Wspaniała passa Jerzego Janowicza w Paryżu dobiegła końca. W wielkim finale prestiżowego turnieju polski tenisista przegrał z rozstawionym z numerem cztery Hiszpanem Davidem Ferrerm 4:6, 3:6.
Pierwszy set był wyrównany do stanu 4:4. Obaj zawodnicy konsekwentnie utrzymywali swoje podanie. W dziewiątym gemie Janowicz wreszcie miał break pointa, ale go nie wykorzystał. Ferrer wyszedł z opresji i objął prowadzenie 5:4. W następnym gemie, przy serwisie Janowicza, Ferrer mocno się zmobilizował. Po dwóch błędach naszego zawodnika setbola miał Hiszpan. Polak obronił się wygrywającym serwisem. Jednak Ferrer za chwilę znów stanął przed szansą na wygranie pierwszego seta i tym razem nie zmarnował okazji.
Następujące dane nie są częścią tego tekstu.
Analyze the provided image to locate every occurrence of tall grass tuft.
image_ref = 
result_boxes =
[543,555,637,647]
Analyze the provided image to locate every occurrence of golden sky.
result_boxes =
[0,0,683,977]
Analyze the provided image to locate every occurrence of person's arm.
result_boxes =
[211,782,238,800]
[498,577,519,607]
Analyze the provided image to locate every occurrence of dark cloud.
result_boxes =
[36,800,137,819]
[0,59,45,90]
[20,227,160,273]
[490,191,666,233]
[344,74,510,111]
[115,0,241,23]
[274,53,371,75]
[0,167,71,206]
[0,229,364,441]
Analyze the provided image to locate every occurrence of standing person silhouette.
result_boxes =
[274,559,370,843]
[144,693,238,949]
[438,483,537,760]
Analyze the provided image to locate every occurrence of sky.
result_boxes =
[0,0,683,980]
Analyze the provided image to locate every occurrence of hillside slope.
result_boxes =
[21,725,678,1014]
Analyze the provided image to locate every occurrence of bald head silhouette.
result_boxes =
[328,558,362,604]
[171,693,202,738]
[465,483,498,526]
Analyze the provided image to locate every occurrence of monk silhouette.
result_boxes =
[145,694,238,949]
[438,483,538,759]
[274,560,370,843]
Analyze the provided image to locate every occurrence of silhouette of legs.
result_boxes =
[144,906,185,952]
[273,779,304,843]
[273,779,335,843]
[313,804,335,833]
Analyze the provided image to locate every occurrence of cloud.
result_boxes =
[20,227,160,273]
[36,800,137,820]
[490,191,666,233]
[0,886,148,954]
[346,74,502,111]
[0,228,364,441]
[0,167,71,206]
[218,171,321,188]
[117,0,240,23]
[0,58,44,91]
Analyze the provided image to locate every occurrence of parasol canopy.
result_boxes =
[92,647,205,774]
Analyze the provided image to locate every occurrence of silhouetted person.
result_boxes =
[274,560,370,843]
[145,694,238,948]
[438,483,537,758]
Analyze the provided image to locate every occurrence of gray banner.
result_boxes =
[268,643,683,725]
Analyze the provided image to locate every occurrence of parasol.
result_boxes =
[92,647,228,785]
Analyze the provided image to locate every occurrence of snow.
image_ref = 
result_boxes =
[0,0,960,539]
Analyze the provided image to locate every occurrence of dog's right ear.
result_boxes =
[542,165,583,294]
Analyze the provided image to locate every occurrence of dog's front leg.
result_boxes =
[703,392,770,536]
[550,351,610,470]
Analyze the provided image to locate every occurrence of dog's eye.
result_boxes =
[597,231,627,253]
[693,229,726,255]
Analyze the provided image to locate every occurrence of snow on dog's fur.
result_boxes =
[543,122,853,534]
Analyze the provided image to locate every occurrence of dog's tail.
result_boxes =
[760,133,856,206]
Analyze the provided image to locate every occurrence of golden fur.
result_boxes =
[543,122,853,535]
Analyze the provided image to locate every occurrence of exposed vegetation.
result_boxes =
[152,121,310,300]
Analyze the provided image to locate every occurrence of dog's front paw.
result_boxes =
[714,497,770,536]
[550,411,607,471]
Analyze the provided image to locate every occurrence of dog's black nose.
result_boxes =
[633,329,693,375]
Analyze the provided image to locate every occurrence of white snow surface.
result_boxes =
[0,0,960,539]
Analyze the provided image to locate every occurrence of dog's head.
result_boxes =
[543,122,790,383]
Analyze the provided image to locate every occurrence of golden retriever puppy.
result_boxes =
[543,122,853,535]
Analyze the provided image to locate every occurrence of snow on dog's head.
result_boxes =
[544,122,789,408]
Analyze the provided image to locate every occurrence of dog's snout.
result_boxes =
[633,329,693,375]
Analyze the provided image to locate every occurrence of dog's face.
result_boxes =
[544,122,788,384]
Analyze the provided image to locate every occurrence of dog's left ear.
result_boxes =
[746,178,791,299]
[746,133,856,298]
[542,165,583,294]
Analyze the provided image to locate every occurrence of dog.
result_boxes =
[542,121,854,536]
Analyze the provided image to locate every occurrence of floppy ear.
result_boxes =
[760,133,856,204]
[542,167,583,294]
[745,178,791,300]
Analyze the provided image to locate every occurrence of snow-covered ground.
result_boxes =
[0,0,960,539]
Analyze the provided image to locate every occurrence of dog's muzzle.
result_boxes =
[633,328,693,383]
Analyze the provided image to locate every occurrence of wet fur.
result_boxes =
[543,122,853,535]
Drugą partię Hiszpan rozpoczął od zwycięstwa przy swoim serwisie do zera. Nie zdeprymowało to Janowicza, który dwa następne gemy rozstrzygnął na swoją korzyść. Hiszpan jednak nie zamierzał się poddawać. Szybko odrobił stratę przełamania i trzy gemy z rzędu padły jego łupem. Ferrer objął prowadzenie 5:2. Janowicz jeszcze podjął walkę w ósmym gemie, którego wygrał dzięki kapitalnemu serwisowi. Ferrer jednak przypieczętował triumf w następnym gemie.
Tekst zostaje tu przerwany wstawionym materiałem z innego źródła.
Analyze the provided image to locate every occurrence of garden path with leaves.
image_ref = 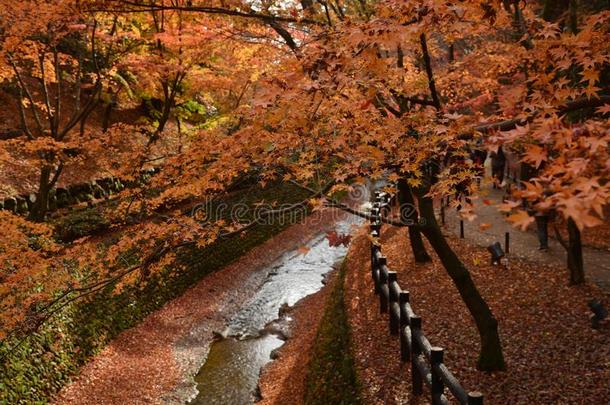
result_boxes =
[443,189,610,291]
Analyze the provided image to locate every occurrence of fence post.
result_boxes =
[398,291,411,361]
[388,271,400,335]
[409,316,425,396]
[373,252,388,294]
[371,231,381,294]
[379,266,390,314]
[430,347,445,405]
[468,391,483,405]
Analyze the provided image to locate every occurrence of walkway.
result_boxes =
[444,186,610,291]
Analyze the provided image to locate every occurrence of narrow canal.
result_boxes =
[191,218,360,405]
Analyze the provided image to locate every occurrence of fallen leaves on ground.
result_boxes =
[345,227,610,404]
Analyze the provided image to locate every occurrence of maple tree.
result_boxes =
[0,0,610,376]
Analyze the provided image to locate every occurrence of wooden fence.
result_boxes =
[370,193,483,405]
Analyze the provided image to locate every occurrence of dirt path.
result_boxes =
[55,210,341,405]
[444,186,610,291]
[345,226,610,405]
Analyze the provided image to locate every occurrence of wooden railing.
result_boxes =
[370,193,483,405]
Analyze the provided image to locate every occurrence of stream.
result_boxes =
[191,218,360,405]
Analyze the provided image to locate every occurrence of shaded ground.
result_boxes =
[345,226,610,404]
[55,211,339,404]
[445,186,610,291]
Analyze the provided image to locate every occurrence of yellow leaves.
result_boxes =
[479,222,493,231]
[507,210,534,231]
[582,69,599,86]
[523,145,547,168]
[595,104,610,114]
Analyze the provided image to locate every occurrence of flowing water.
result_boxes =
[191,219,359,405]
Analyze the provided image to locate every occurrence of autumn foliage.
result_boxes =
[0,0,610,376]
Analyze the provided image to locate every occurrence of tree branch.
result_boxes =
[91,0,324,25]
[419,34,441,110]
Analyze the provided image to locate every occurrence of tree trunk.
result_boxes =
[398,180,432,263]
[417,193,506,371]
[30,165,51,222]
[567,218,585,285]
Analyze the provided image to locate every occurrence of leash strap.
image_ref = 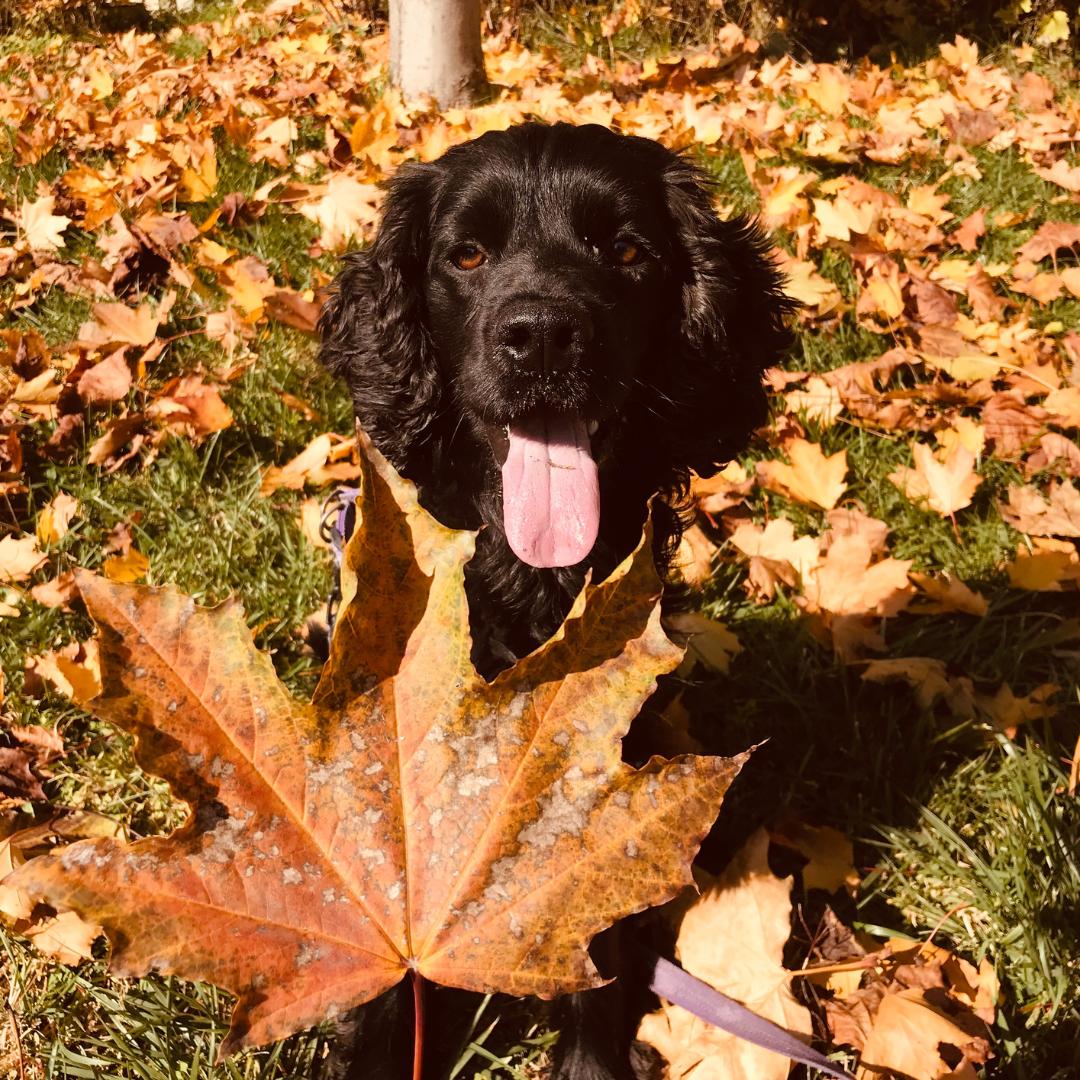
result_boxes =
[649,953,852,1080]
[320,487,852,1080]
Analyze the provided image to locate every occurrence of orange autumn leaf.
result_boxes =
[1001,481,1080,537]
[102,548,150,583]
[9,442,743,1054]
[0,535,48,584]
[637,829,811,1080]
[889,443,983,517]
[802,536,914,617]
[757,438,848,510]
[1004,537,1080,593]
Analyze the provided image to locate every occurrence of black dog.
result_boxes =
[320,124,789,1080]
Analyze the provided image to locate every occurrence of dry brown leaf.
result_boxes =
[8,438,744,1054]
[889,443,983,517]
[79,301,164,349]
[30,570,77,609]
[1001,482,1080,537]
[0,535,49,585]
[26,640,102,705]
[147,375,232,440]
[910,572,990,617]
[78,347,132,405]
[862,657,974,717]
[769,818,859,896]
[259,433,360,496]
[102,548,150,583]
[1004,537,1080,593]
[1016,221,1080,262]
[951,208,986,252]
[672,525,716,586]
[35,491,79,546]
[821,507,889,555]
[784,375,843,428]
[664,611,742,674]
[637,829,811,1080]
[16,195,71,252]
[975,683,1062,739]
[856,989,989,1080]
[757,438,848,510]
[802,536,914,618]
– To był nadzwyczajny tydzień dla mnie, zagrałem ze wspaniałym Ferrerem, chciałem ci pogratulować Davidzie. Zagrałeś wspaniały mecz – powiedział po spotkaniu Jerzy.
– Mam nadzieję, że wkrótce będę w finale innego wielkiego turnieju i postaramm ci się zrewanżować. Dziękuję też publiczności, Polsce wszystkim Polakom, którzy są tutaj i oglądali mnie przed telewizorami. Moje życie się teraz zmieni kompletnie, ten sen trwa – dodał Polak.
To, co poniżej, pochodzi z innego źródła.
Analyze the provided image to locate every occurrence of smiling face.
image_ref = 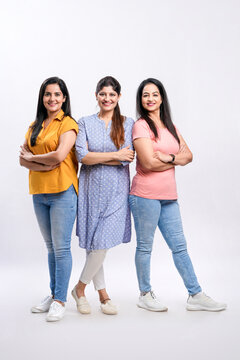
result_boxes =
[96,86,121,112]
[43,84,66,113]
[142,83,162,112]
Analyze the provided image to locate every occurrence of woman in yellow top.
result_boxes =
[20,77,78,321]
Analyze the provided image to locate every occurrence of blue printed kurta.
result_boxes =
[76,114,134,250]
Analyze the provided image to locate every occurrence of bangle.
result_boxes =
[168,154,175,164]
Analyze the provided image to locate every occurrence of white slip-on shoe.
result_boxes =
[100,299,117,315]
[186,292,227,311]
[31,296,53,313]
[71,286,91,314]
[46,301,66,321]
[137,291,168,311]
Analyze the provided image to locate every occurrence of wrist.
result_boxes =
[112,151,119,161]
[168,154,175,164]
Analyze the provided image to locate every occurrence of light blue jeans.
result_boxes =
[33,185,77,302]
[129,195,201,295]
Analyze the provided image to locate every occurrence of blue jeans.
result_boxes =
[33,185,77,302]
[129,195,201,295]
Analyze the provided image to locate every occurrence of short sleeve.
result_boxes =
[75,117,89,162]
[60,116,78,135]
[121,118,134,166]
[132,119,151,140]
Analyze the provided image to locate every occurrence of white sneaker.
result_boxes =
[100,300,117,315]
[186,292,227,311]
[46,301,66,321]
[31,296,53,313]
[71,286,91,314]
[137,291,168,311]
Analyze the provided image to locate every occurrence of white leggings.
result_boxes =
[79,249,107,290]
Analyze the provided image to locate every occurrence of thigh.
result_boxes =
[158,200,186,252]
[49,186,77,246]
[33,194,51,243]
[129,195,161,249]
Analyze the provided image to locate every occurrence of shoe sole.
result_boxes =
[71,289,91,315]
[137,304,168,312]
[186,305,226,312]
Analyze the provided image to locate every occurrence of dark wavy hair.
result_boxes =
[31,76,72,146]
[96,76,125,149]
[137,78,180,143]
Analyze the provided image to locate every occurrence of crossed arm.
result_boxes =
[19,130,77,171]
[133,135,192,171]
[81,145,134,165]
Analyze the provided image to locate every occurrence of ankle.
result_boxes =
[54,300,65,307]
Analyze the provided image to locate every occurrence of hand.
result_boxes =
[20,145,34,161]
[117,145,135,162]
[153,151,172,163]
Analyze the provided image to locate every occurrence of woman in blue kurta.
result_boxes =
[72,76,134,314]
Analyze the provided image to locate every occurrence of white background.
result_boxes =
[0,0,240,360]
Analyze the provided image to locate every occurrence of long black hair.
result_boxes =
[96,76,125,149]
[137,78,180,143]
[31,76,71,146]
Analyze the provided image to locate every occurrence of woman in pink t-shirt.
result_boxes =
[129,78,226,311]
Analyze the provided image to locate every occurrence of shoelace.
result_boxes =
[150,290,157,300]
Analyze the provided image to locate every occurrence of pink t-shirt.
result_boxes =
[130,119,179,200]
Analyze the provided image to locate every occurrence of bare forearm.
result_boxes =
[141,158,174,171]
[174,152,193,166]
[81,152,120,165]
[103,160,121,165]
[19,157,49,171]
[29,151,60,165]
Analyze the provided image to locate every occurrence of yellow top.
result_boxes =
[25,110,78,194]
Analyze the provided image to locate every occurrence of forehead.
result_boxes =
[143,84,159,93]
[45,84,61,92]
[99,86,117,94]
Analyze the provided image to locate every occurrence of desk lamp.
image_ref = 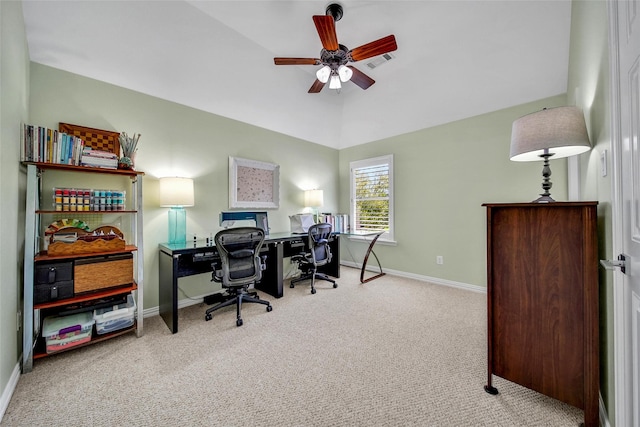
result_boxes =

Janowicz zdobył 600 punktów rankingowych, plus 20 za przejście kwalifikacji, co powinno dać mu awans w okolice 26-28 miejsca. Warto przypomnieć, że sezon rozpoczął jako numer 221., a w połowie lipca po pierwszy wszedł do pierwszej setki (87.). W październiku osiągnął najwyższą jak dotychczas 64. pozycję.
Polski tenisista przebił się do turnieju głównego przez dwie rundy eliminacji i dzięki temu zadebiutował w imprezie tej rangi w cyklu ATP. Janowicz pokonał samego Szkota Andy’ego Murraya (nr 3.), mistrza olimpijskiego igrzysk w Londynie oraz triumfatora wielkoszlemowego US Open 2012.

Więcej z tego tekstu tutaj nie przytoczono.